DEAR ABBY: I lost my father suddenly six years ago. He was 56 and I was 25. I had always been Daddy's girl, and it took me a long time to deal with his death.
My problem is I'm unsympathetic to everyone around me now. I'll give you an example. A woman I work with is 60 and both her parents are still living, although her father is in failing health. She talks endlessly about his poor health and how it takes up all her time. Most people feel bad for her, but I resent the fact that she's upset that her dad is 86 and dying, when my dad died so young.
I feel like I am becoming a cold, unfeeling person and I don't know how to stop it. Can you help? -- UNSYMPATHETIC IN NEW YORK
DEAR UNSYMPATHETIC: I don't think you are cold, unfeeling or unsympathetic. You may still not be over the loss of your father. The late Dr. Elisabeth Kubler-Ross broke the grieving process into five stages: denial, anger, bargaining, depression and acceptance. It might be helpful for you to discuss your concerns with a licensed mental health professional who can help you work this through.

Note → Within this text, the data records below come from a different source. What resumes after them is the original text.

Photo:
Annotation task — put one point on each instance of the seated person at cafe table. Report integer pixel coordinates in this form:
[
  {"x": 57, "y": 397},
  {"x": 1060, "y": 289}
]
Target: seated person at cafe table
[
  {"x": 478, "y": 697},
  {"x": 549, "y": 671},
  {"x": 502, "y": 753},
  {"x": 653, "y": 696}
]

And in the meantime, when your co-worker raises the subject of her pain at losing her father -- which I'm sure you identify with -- explain that it's too painful for you to hear and excuse yourself.
DEAR ABBY: We have a "situation" at work that is becoming intolerable. Our new boss of four months joins us for our coffee breaks and lunches. It is awkward, to say the least. The other secretaries and I look forward to our breaks as a time to unwind (and talk about the salespeople and our bosses if we need to vent). Now we can't speak freely.
Even worse, the woman has atrocious table manners. She talks the entire time she's eating -- chomping, slurping and spraying food all over. It's disgusting.
We brown-bag our lunches because we can't afford to eat out. We know we can't tell our boss she isn't welcome in the break room. Any ideas on how we can handle this? -- NAUSEATED IN BLOOMFIELD, N.J.
DEAR NAUSEATED: Allow me to offer a couple. Schedule your breaks so you aren't all taking one at once, which will make it more difficult for your new boss to join you. And at lunch, break into groups and take your brown bags off the premises if possible. That way, all of you won't have to tolerate her every day.
Frankly, I feel sympathy for the woman. She seems lonely and unaware of the fact that an invisible line separates management from staff, that she's not one of you and is intruding.
DEAR ABBY: When my son and his fiancee have a fight, she comes to cry on my shoulder. She says she doesn't want to talk to her friends because she doesn't want them to dislike him. Little does she know how stressful this is for me when I get to hear all the details. How can I put a stop to this without hurting her feelings? -- TOO MUCH INFORMATION IN IOWA
DEAR TOO MUCH INFORMATION: Start by telling her how stressful it is when she comes running to you when she and your son argue. Then, explain that as much as you care about her, if she's going to marry your son, she is going to have to learn to work out her problems with him on her own. You'll be doing her a favor.